Variables Selected by N-CovSel
N-CovSelEx-Em-PLS-DA
Applying N-CovSel in order to find best 1D-features, i.e. most relevant excitation-emission couples, resulted in poor performance for both pulp and skin samples. Nevertheless, it was possible to identify features that occurred the most throughout the 20,736 possibilities (
FIGURE 4. Frequency of appearance of excitation-emission wavelength couples selected by N-CovSel for pulp samples (A) and skin samples (B) prior to discriminant analysis.
Figure 5 represents mean fluorescence spectra of pulp and skin samples with their respective most selected features by N-CovSel. Globally, OVs selected by models highlighted different regions of the fluorescence domain. Most important features extracted were distributed across three or four major regions for pulp and skin samples, respectively. Additionally, other features of importance were extracted by N-CovSel. Indeed, for both pulp and skin samples, OVs of interest were comprised within the three ranges: 1) λEx = 250–290 nm and λEm = 290–330 nm, 2) λEx = 250 and λEm = 406–430 nm, 3) λEx = 335 to 380 and λEm = 418–442 nm, and a supplementary area 4) λEx = 645 and λEm = 684–688 nm only for skin samples.
FIGURE 5. 3D font-face mean spectrum of pulp (A) and skin (B) samples measured with the 250–650 nm excitation wavelength (λEx) and 290–800 nm emission wavelength (λEm) ranges. Dark blue regions indicate no fluorescence; yellow regions reflect the presence of fluorophores. Best OVs (λEx+Em couples) selected by N-CovSel are represented by red dots.
N-CovSelEx-N-PLS-DA
Discriminant analyses performed using N-CovSelEx-N-PLS-DA allowed to optimize variable selection focusing on 2D-features characterized by excitation wavelengths. In this section, an OV is a 2D-feature corresponding to a slice of the cube constructed with one excitation wavelength and the entire emission wavelengths range. Thus, N-CovSelEx-N-PLS-DA approach is a combination of several slices extracted on the basis of OVs possessing the highest covariance, leading to a reduced dimension of the original X matrices. Taking into account the 1,000 iterations of N-CovSelEx-N-PLS-DA model, a total of 47 and 45 differents OVs were used for pulp and skin model, respectively. Figure 6 represents the frequency of appearance of these selected features.
FIGURE 6. Frequency of appearance of excitation wavelengths selected by N-CovSel for pulp samples (A) and skin samples (B) prior to discriminant analysis.

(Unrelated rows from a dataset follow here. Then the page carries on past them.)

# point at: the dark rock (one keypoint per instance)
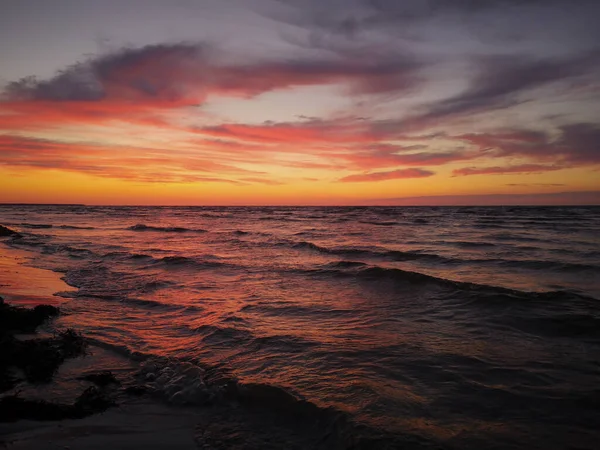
(101, 379)
(136, 391)
(39, 359)
(93, 400)
(4, 231)
(24, 320)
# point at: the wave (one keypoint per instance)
(383, 224)
(75, 227)
(143, 227)
(393, 255)
(186, 262)
(256, 404)
(418, 278)
(40, 226)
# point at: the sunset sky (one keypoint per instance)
(227, 102)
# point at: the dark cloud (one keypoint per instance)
(502, 81)
(505, 170)
(190, 72)
(577, 145)
(391, 175)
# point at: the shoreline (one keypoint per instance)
(132, 422)
(205, 410)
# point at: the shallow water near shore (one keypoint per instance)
(465, 326)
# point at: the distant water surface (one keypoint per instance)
(467, 325)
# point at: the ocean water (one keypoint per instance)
(474, 326)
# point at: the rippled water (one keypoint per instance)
(466, 325)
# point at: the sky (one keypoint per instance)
(300, 102)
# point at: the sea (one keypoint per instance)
(474, 327)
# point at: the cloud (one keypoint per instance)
(501, 82)
(552, 198)
(391, 175)
(188, 73)
(576, 145)
(119, 162)
(504, 170)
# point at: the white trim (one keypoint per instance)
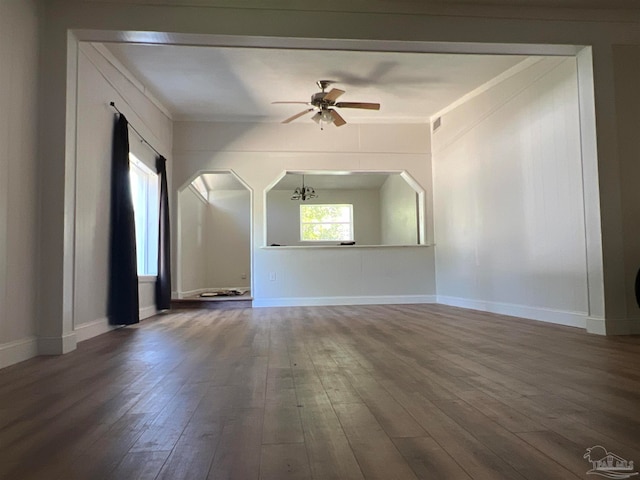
(92, 329)
(115, 63)
(362, 300)
(147, 312)
(596, 326)
(198, 291)
(18, 351)
(561, 317)
(517, 68)
(57, 345)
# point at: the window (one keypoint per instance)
(144, 193)
(326, 223)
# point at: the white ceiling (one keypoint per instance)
(239, 84)
(350, 181)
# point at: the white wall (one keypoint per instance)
(229, 239)
(405, 25)
(99, 83)
(283, 215)
(261, 153)
(398, 212)
(510, 229)
(19, 36)
(192, 242)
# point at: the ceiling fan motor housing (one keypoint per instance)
(317, 99)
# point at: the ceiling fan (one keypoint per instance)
(324, 104)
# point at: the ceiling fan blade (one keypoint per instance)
(296, 103)
(297, 115)
(338, 121)
(333, 95)
(366, 106)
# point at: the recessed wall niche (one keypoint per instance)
(387, 208)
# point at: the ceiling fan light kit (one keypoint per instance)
(324, 104)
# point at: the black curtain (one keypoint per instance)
(123, 308)
(163, 282)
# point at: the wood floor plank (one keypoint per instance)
(284, 461)
(428, 459)
(374, 450)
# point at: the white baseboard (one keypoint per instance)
(198, 291)
(146, 312)
(57, 345)
(560, 317)
(363, 300)
(92, 329)
(18, 351)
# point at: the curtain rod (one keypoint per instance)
(144, 140)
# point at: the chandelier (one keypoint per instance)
(304, 192)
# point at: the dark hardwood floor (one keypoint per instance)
(376, 392)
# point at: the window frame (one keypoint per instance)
(350, 223)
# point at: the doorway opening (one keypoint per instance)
(214, 238)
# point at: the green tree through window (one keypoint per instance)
(326, 223)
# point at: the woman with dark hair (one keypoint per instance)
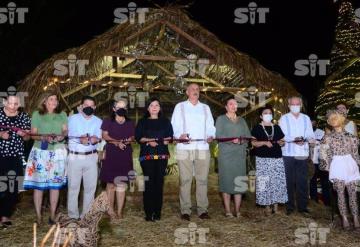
(232, 155)
(117, 164)
(11, 153)
(45, 168)
(350, 126)
(150, 132)
(270, 171)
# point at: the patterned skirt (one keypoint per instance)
(46, 169)
(344, 167)
(270, 181)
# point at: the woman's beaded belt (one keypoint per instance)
(154, 157)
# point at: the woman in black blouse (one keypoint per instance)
(270, 171)
(14, 128)
(154, 154)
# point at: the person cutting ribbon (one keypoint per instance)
(118, 162)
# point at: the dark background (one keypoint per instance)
(294, 29)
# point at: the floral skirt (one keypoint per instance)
(344, 167)
(46, 169)
(270, 181)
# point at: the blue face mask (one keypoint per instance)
(121, 112)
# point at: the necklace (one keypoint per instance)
(271, 136)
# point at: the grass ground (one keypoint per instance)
(252, 229)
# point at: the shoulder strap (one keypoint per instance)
(183, 116)
(288, 132)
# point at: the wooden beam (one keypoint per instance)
(82, 86)
(74, 90)
(63, 98)
(93, 95)
(143, 30)
(190, 38)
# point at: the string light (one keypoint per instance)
(345, 84)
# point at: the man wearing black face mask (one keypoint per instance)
(82, 163)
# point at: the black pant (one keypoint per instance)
(324, 182)
(11, 178)
(296, 182)
(154, 172)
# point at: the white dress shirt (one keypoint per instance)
(78, 125)
(319, 134)
(195, 120)
(296, 127)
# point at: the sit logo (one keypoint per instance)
(312, 66)
(189, 234)
(191, 66)
(70, 65)
(123, 15)
(311, 234)
(12, 14)
(250, 96)
(357, 100)
(252, 14)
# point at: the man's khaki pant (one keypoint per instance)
(193, 162)
(81, 167)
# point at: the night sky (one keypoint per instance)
(294, 29)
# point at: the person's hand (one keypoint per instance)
(84, 139)
(59, 138)
(5, 135)
(299, 141)
(121, 145)
(236, 141)
(312, 141)
(22, 133)
(153, 144)
(184, 137)
(281, 142)
(268, 144)
(49, 138)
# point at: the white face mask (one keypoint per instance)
(267, 118)
(295, 108)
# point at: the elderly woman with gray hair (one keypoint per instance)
(118, 131)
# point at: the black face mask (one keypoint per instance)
(121, 112)
(88, 111)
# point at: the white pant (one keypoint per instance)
(81, 167)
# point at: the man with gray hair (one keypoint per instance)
(299, 133)
(192, 119)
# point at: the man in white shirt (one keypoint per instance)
(83, 157)
(322, 175)
(298, 134)
(192, 119)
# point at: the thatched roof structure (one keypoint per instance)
(143, 55)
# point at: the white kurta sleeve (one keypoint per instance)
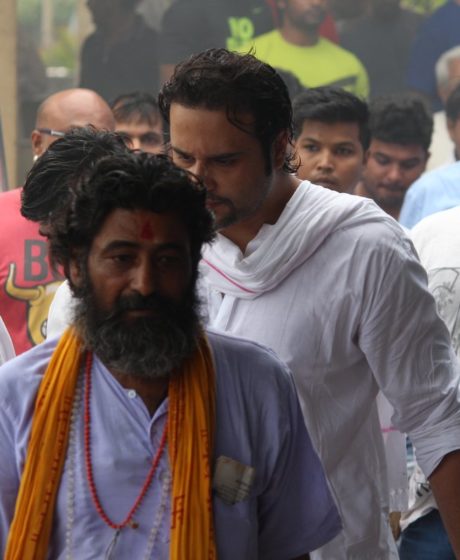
(408, 349)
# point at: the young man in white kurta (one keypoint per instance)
(326, 280)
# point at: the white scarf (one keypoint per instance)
(309, 217)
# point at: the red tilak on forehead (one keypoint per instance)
(147, 231)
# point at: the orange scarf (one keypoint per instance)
(191, 431)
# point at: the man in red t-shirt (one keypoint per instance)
(27, 282)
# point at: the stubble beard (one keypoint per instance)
(148, 347)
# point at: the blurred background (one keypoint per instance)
(50, 45)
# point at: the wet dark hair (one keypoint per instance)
(137, 106)
(330, 105)
(47, 186)
(453, 104)
(402, 119)
(131, 181)
(238, 83)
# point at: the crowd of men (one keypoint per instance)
(320, 42)
(220, 324)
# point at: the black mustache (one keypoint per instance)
(138, 302)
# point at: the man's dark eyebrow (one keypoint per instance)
(124, 244)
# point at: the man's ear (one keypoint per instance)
(37, 143)
(74, 272)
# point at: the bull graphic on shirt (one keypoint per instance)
(38, 299)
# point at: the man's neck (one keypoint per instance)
(243, 232)
(299, 37)
(151, 391)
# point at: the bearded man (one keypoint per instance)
(137, 434)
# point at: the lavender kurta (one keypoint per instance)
(289, 510)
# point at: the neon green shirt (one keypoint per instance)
(322, 64)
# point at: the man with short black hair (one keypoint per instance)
(138, 118)
(151, 438)
(400, 129)
(331, 136)
(122, 52)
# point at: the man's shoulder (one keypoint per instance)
(242, 348)
(241, 357)
(263, 40)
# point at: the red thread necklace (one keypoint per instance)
(88, 460)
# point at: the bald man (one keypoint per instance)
(27, 282)
(68, 109)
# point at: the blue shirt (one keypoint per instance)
(289, 510)
(434, 191)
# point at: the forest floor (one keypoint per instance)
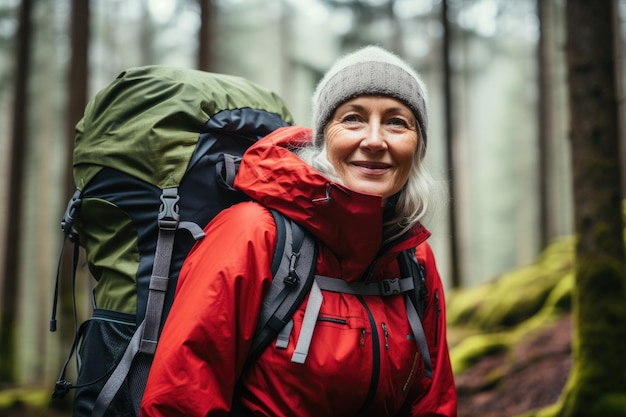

Most frequently selected OVs for pulp samples were 275, 335, 535, and 650 nm, which came out for each iteration. Other important OVs that outcompeted others are 250, 285, 375, 390, and 645 nm, since they were extracted in 70–90% of cases. Likewise, for skin samples, OVs 250 and 650 nm were selected 1,000 times, 280 nm appeared 971 times, and 365, 535, 615, and 645 nm exceeded 70% of occurrence. As previously, performant N-CovSelEx-N-PLS-DA models were obtained using an optimal number of three and four OVs for pulp and skin samples, respectively. Using three of the most frequently selected excitation wavelengths for pulp discriminant analysis would result in even more performant model. The same applies using four of the best OVs above-mentioned extracted from skin samples models. Fluorescence intensity corresponding to the best selected features are shown in Figure 7A for pulp samples and Figure 7B for skin samples.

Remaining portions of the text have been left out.